Bargain-hunting investors helped to support world oil prices Monday despite deep uncertainty following Britain’s vote to quit the EU.
Oil prices had slumped more than five percent on Friday following the British referendum.
They slid again as trading opened in Asia on Monday, rebounded hours later, and then came under fresh pressure in European business.
At around 1035 GMT, Brent crude was up six cents at $48.47, while US benchmark West Texas Intermediate was down six cents at $47.58.
Both contracts have tumbled almost 10 percent from their 2016 highs touched earlier this month.
“Clearly many market participants view current oil prices as an attractive entry level after their five percent decline on Friday,” analysts at Commerzbank said.
“Fundamentally, the oil price is well-supported,” they said, adding that “one can only speculate at present on the possible effects of a ‘Brexit’ on oil demand.”
“We believe that oil market fundamentals will eventually reassert themselves,” said JBC Energy analysts. “However, this is contingent on a reduction in uncertainty, and at the moment, further political developments remain highly unclear,” they said.
British finance minister George Osborne said early Monday that Brexit was likely to lead to further volatility but the British economy is “as strong as could be”.

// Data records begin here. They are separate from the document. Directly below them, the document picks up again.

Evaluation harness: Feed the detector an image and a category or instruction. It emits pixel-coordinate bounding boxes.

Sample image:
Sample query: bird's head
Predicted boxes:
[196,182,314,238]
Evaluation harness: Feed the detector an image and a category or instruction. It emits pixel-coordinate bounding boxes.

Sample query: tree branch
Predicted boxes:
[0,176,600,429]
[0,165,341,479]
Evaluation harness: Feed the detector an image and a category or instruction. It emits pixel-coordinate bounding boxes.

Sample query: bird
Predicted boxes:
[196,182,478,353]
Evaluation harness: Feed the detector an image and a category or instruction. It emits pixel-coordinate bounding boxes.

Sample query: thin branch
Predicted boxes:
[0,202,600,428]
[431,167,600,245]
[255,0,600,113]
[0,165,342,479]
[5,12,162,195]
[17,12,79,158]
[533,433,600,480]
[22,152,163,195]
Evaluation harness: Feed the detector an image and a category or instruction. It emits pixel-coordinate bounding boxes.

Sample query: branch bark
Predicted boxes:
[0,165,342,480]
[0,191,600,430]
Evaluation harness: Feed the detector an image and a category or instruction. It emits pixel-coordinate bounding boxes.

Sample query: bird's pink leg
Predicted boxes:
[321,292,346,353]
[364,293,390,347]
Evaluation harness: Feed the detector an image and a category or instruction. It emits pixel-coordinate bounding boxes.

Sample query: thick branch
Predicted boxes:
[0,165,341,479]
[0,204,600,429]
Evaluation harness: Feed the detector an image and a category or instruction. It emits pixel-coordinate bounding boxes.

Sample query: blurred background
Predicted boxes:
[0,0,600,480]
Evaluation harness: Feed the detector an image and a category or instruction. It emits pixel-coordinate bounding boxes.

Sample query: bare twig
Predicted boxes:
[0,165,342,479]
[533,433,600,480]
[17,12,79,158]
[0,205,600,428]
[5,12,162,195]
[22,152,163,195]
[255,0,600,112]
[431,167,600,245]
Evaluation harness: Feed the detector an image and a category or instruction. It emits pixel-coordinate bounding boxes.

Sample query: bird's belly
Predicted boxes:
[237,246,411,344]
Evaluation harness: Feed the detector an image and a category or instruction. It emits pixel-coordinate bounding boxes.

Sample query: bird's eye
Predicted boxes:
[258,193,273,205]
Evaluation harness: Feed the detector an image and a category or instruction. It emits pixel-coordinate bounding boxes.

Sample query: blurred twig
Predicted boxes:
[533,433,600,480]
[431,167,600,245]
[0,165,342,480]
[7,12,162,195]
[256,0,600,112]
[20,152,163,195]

“While the oil market fundamentals will ensure no major drop in the price of crude… the oil markets are likely to remain under pressure until the volatility in the financial markets comes down,” said EY Services oil and gas analyst Sanjeev Gupta.
“Everything is caught up in Brexit,” Evan Lucas, a market strategist at IG Ltd. in Melbourne told Bloomberg News.
“The oil fundamentals for the moment will be put to one side as markets try to figure out exactly how this will all work,” he added.
Adding to the downward pressure on crude was the strengthening of the dollar, with traders fleeing to the currency’s relative safety.
A stronger dollar makes dollar-priced commodities like oil more expensive for those using other currencies.